GoFundMe has lost its last shred of moral standing by allowing Taj Jackson—nephew of Michael—to solicit money for a pathetic documentary series that will “defend Michael Jackson’s name and legacy from calculated lies.”
The pushback from the Jackson family was sparked by Leaving Neverland, HBO’s shockfest about Michael Jackson’s long history of child abuse and exploitation. (It doesn’t premiere until Sunday, but I’ve seen some clips and cast interviews that were absolutely heartbreaking.)
It’s hard to believe that anyone could deny mountains of overwhelming evidence, but the “super fans” refuse to see the truth.
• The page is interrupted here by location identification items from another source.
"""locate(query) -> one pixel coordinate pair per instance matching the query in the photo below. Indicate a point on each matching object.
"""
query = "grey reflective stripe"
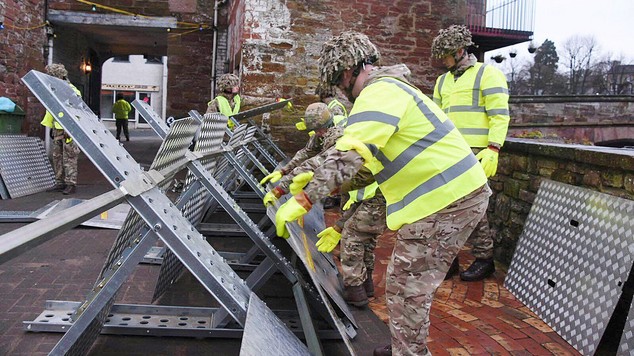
(475, 100)
(434, 182)
(390, 168)
(373, 116)
(474, 131)
(441, 129)
(498, 90)
(373, 149)
(466, 108)
(498, 112)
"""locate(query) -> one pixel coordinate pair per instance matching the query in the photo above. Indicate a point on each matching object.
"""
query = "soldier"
(65, 151)
(319, 119)
(121, 109)
(228, 100)
(359, 228)
(436, 191)
(475, 97)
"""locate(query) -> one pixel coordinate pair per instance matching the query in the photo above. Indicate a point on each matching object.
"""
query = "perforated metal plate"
(24, 166)
(627, 339)
(573, 259)
(274, 339)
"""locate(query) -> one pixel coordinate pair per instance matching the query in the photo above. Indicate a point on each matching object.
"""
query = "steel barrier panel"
(626, 346)
(572, 260)
(24, 165)
(276, 339)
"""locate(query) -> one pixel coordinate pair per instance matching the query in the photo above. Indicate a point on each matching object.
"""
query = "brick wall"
(592, 119)
(280, 44)
(525, 163)
(22, 48)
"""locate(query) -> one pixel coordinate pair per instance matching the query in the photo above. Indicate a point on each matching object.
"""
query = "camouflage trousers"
(358, 240)
(422, 254)
(481, 239)
(65, 157)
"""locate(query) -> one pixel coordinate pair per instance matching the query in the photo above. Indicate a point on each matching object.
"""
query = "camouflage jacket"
(311, 163)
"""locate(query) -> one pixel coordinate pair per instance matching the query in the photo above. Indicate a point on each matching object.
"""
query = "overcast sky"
(611, 22)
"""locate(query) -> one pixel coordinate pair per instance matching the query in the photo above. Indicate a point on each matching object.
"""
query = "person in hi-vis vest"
(435, 189)
(475, 97)
(65, 151)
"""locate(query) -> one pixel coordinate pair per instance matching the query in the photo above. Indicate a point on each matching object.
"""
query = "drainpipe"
(49, 60)
(217, 3)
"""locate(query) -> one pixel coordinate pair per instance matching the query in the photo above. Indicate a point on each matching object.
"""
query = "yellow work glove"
(301, 126)
(489, 161)
(328, 240)
(292, 210)
(300, 181)
(273, 177)
(269, 199)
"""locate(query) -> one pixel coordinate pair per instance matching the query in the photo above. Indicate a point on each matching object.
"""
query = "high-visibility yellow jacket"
(49, 120)
(225, 108)
(477, 103)
(121, 109)
(424, 162)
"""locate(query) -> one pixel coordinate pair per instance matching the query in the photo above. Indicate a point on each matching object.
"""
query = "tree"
(578, 54)
(543, 72)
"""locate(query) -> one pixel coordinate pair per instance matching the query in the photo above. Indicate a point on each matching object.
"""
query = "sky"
(610, 22)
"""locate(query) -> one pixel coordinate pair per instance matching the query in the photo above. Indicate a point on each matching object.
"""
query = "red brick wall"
(281, 42)
(22, 45)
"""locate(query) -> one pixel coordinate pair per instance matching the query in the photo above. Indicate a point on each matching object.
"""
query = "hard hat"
(343, 52)
(317, 116)
(57, 70)
(450, 40)
(227, 82)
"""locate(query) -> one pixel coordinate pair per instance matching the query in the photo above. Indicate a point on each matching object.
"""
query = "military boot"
(58, 187)
(355, 295)
(70, 189)
(480, 269)
(368, 284)
(453, 269)
(383, 351)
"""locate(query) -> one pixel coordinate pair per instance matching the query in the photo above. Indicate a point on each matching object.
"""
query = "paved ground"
(467, 318)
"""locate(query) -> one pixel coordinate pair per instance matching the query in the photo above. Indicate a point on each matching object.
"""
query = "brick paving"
(466, 318)
(473, 318)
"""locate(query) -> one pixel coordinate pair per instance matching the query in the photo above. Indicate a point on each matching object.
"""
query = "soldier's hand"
(489, 161)
(328, 240)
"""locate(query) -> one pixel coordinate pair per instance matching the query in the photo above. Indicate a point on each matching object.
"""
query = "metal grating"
(573, 259)
(626, 346)
(24, 165)
(274, 339)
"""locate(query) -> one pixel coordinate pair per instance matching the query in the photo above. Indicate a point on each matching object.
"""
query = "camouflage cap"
(227, 81)
(317, 116)
(57, 70)
(343, 52)
(450, 40)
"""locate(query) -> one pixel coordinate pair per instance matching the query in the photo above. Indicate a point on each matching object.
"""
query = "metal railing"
(513, 15)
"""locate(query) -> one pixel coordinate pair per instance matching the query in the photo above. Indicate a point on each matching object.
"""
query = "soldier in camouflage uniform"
(65, 151)
(475, 97)
(435, 189)
(318, 118)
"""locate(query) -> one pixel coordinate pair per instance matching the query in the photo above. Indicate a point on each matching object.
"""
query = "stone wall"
(591, 119)
(525, 163)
To date, over $65,000 has been raised by 1,781 people in less than a month.
I have no doubt that some of those suckers are also part of a Facebook group called “The Michael Jackson Innocence Project.” It’s only right to pity the 953 people who liked it because they are truly clueless, pretending that it’s normal behavior for a grown man to surround himself with an entourage of young boys who toured with him, lived in his home, showered with him, and slept in his bed.
These are the same trolls who are terrorizing Wade Robson—accuser in Leaving Neverland—for changing his story. (He once testified that Jackson had not abused him, but now admits that was a lie and the molestation began when he was only 7-years-old.)
I do not condone perjury; what Robson said under oath was a lie and that’s 100% wrong, but I can understand a victim being afraid of their abuser, even as an adult. Some victims need decades worth of therapy before they’re able to admit the truth. I admire him for coming forward now to set the record straight. If he had testified honestly, the first time around, Jackson probably would’ve been convicted.
Just because someone is talented in music doesn’t make them a saint. Jackson is no different than R. Kelly in this regard. Their fame and money allowed the abuse to spread like a cancer, hurting hundreds of innocent kids.
Regardless of what the lawyers say and what the family says, it’s not about money. It’s about justice. Victims deserve to tell their stories, how ever and when ever they are ready to do so—even if it takes them 50 years. More than anything else, they deserve an apology. Because Jackson is dead, they’ll never get one and that’s the saddest part of all.